High Rate of Early Heart Failure Seen in Blacks

ByABC News
March 18, 2009, 11:02 PM

Mar. 19 -- WEDNESDAY, March 18 (HealthDay News) -- Blacks tend to develop heart failure 20 years earlier than whites, a long-running study shows.

"What we found is that [early] heart failure occurs almost exclusively among blacks, and it is not a rare occurrence," said Dr. Kirsten Bibbins-Domingo, lead author of a report in the March 19 issue of the New England Journal of Medicine. "It affects one in 100 in their 20s and 30s. What this means is that the incidence of heart failure among blacks in their 20s and 30s is that of whites in the 40s and 50s."

The study, which enrolled 5,115 then-healthy young people in four U.S. cities "was initiated by the National Heart, Lung, and Blood Institute to understand how heart disease develops in young people," said Bibbins-Domingo, an assistant professor of medicine at the University of California, San Francisco, and co-director of the Center for Vulnerable Populations at San Francisco General Hospital. The study is just entering its 25th year, she noted.

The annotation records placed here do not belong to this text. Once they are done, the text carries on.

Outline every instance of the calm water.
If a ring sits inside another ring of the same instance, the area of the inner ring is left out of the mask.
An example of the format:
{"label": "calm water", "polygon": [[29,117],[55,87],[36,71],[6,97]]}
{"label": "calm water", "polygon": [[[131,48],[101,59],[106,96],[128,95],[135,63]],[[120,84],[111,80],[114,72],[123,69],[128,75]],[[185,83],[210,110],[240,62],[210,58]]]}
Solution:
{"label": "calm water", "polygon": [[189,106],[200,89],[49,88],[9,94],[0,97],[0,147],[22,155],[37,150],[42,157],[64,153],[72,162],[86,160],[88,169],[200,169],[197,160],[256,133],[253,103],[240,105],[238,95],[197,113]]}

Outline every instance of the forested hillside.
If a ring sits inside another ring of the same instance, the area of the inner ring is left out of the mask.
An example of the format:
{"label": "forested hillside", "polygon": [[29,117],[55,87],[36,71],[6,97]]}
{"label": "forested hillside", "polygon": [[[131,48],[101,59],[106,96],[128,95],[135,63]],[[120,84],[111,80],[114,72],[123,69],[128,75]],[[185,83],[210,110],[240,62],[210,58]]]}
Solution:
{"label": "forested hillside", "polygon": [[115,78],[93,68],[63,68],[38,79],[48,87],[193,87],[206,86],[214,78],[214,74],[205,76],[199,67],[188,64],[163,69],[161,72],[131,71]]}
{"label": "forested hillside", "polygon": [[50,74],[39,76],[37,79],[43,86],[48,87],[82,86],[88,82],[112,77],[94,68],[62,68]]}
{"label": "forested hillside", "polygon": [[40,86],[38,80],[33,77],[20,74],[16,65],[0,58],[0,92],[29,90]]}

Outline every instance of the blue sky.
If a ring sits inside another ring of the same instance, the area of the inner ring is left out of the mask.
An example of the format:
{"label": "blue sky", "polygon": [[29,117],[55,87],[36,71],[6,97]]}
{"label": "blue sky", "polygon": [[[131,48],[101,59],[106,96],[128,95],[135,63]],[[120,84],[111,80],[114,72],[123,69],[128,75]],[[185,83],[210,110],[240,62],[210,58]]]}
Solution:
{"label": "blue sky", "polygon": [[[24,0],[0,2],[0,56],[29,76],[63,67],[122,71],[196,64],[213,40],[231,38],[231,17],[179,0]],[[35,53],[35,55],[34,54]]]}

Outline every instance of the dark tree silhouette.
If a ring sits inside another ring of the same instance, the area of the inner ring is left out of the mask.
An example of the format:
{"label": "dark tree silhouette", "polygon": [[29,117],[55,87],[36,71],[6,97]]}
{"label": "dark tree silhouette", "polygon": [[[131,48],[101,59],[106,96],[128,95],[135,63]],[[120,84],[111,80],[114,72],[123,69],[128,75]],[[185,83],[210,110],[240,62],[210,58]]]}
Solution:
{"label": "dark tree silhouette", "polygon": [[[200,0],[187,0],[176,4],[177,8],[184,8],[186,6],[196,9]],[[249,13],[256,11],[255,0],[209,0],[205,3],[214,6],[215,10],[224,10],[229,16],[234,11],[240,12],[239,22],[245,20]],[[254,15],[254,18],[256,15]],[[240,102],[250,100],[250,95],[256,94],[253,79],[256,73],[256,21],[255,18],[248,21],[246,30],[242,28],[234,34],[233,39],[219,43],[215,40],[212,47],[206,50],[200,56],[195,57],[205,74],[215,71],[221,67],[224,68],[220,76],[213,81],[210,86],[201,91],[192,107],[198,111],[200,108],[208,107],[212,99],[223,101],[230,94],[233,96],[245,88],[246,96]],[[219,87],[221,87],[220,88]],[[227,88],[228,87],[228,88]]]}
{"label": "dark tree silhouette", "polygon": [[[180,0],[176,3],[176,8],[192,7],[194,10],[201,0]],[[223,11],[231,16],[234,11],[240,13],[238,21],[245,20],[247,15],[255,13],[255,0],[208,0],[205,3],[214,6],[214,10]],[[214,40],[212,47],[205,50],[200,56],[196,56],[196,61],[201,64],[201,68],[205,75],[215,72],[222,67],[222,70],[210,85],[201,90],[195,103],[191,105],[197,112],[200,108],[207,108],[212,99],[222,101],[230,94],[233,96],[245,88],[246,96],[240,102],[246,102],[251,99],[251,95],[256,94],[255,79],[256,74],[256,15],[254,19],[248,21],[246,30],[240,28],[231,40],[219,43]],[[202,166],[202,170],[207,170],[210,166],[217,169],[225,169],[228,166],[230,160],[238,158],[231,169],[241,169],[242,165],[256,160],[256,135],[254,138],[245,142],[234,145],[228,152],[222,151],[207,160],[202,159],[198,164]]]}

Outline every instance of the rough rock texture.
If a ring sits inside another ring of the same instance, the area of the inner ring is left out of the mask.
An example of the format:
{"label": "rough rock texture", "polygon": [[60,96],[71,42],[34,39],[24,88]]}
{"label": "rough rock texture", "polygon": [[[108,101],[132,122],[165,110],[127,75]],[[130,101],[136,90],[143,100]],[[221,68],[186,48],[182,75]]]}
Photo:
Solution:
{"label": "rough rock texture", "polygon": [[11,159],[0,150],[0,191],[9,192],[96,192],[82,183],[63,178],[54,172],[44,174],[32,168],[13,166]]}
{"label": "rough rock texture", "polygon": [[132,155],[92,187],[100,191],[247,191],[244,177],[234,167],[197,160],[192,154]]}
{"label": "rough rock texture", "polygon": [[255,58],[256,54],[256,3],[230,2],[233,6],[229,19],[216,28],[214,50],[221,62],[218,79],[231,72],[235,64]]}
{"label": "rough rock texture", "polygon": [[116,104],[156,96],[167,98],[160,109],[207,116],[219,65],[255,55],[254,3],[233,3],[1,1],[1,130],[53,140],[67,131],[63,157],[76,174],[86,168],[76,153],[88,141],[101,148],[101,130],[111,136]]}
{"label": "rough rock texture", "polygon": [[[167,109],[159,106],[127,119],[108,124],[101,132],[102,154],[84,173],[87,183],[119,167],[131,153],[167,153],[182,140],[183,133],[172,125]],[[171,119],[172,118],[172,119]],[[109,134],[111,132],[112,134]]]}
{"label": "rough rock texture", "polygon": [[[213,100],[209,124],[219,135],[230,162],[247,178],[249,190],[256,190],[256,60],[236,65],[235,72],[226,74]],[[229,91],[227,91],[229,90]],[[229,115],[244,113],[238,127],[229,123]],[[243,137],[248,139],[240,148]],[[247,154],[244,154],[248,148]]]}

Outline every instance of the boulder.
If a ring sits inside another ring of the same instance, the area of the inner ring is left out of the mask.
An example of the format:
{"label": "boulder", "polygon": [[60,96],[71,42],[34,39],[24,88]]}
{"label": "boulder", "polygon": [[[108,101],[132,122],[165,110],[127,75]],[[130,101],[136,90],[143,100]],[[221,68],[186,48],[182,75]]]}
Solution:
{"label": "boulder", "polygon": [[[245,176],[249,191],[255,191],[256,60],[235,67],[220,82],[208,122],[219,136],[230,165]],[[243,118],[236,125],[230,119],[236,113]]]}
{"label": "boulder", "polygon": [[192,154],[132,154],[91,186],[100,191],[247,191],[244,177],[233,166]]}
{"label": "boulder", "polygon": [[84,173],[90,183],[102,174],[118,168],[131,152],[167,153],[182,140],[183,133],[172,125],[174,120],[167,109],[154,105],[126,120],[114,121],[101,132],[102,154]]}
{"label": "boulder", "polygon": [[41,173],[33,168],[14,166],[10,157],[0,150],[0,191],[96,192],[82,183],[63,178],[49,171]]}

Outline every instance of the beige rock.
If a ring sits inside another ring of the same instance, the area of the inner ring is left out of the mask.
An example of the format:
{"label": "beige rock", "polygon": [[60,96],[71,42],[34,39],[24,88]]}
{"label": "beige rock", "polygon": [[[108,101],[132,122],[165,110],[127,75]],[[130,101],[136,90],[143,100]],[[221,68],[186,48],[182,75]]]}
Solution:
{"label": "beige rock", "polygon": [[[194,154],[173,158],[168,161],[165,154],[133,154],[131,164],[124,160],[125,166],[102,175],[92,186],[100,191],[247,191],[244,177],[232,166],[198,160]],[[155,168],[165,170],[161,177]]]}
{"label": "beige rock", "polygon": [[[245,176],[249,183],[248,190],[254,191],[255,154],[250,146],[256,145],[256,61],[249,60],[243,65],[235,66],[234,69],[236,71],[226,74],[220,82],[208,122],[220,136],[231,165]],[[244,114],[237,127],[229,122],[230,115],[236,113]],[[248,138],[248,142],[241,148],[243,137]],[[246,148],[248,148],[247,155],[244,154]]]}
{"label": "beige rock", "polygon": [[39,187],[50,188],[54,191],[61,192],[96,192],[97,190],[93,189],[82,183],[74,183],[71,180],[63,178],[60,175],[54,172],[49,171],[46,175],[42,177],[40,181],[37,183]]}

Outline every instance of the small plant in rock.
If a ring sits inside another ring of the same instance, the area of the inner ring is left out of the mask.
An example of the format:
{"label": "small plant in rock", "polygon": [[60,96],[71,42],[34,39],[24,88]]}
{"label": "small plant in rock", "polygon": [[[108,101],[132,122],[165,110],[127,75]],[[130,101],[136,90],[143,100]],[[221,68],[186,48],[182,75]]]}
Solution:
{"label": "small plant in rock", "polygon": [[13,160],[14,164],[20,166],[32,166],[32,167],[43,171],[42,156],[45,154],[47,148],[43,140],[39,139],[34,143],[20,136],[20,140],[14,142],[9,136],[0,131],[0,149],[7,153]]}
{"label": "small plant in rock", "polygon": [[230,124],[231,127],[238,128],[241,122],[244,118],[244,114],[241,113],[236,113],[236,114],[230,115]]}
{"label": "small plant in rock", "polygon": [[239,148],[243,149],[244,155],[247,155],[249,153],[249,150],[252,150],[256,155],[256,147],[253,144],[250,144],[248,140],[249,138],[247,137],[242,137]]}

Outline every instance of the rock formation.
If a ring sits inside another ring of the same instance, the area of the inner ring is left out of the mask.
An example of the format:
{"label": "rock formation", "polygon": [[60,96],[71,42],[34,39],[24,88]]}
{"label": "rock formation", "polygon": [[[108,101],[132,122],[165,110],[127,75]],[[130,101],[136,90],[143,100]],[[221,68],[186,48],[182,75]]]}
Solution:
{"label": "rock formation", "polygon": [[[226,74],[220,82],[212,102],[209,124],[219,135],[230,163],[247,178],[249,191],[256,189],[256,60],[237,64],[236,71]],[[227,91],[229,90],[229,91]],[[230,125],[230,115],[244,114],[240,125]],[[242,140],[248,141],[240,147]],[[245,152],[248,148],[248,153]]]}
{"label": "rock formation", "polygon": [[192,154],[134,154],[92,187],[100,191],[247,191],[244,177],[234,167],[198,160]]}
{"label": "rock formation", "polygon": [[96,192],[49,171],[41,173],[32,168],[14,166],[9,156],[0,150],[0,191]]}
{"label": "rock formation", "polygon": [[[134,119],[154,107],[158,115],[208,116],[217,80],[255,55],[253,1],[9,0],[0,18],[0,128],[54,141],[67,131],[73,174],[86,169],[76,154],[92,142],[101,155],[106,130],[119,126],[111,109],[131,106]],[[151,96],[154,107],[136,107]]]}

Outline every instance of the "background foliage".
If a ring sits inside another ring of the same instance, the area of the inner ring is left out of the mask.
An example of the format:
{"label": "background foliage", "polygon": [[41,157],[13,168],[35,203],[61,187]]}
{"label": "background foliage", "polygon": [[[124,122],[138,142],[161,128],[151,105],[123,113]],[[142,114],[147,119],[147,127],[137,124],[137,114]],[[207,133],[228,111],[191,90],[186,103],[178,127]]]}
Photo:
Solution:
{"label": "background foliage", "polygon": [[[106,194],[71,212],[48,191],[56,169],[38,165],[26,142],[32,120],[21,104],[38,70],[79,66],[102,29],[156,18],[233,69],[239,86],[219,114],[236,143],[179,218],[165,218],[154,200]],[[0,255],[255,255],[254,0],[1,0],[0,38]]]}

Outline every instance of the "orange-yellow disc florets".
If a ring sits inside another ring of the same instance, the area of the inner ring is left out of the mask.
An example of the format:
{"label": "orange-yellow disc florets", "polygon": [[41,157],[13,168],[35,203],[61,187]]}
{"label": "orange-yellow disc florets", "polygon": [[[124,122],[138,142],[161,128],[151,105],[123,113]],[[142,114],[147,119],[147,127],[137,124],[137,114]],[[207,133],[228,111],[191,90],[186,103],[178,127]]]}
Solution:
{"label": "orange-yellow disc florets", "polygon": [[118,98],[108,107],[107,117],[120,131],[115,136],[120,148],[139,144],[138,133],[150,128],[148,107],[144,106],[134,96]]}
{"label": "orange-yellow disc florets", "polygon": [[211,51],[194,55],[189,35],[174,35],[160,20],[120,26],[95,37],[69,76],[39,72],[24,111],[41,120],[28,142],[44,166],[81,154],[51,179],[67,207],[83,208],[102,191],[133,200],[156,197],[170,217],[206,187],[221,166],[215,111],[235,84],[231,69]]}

In the first 20 years, 27 participants developed heart failure, the progressive loss of the ability to pump blood. All but one were black. And while the study did not exclude such factors as genetics and socioeconomic status as potential causes of the difference, it clearly showed a higher incidence of two major risk factors, high blood pressure and obesity, among blacks.

"If you look at blacks and whites at the beginning of the study, they were remarkably similar in risk profiles," Bibbins-Domingo said. The higher incidence of the two major risk factors soon emerged.

"Those risk factors for heart failure were already present in young adults, and they made themselves felt 20 years later," she said.

Some association was found between lower education levels and the risk of future heart failure, Bibbins-Domingo said. But the overriding link was with high blood pressure and obesity.

"From other work, we know that young people are least likely to be aware that they have high blood pressure," she said. "If they do have high blood pressure, they are least likely to be in treatment, and if they are in treatment, they are least likely to have it under control."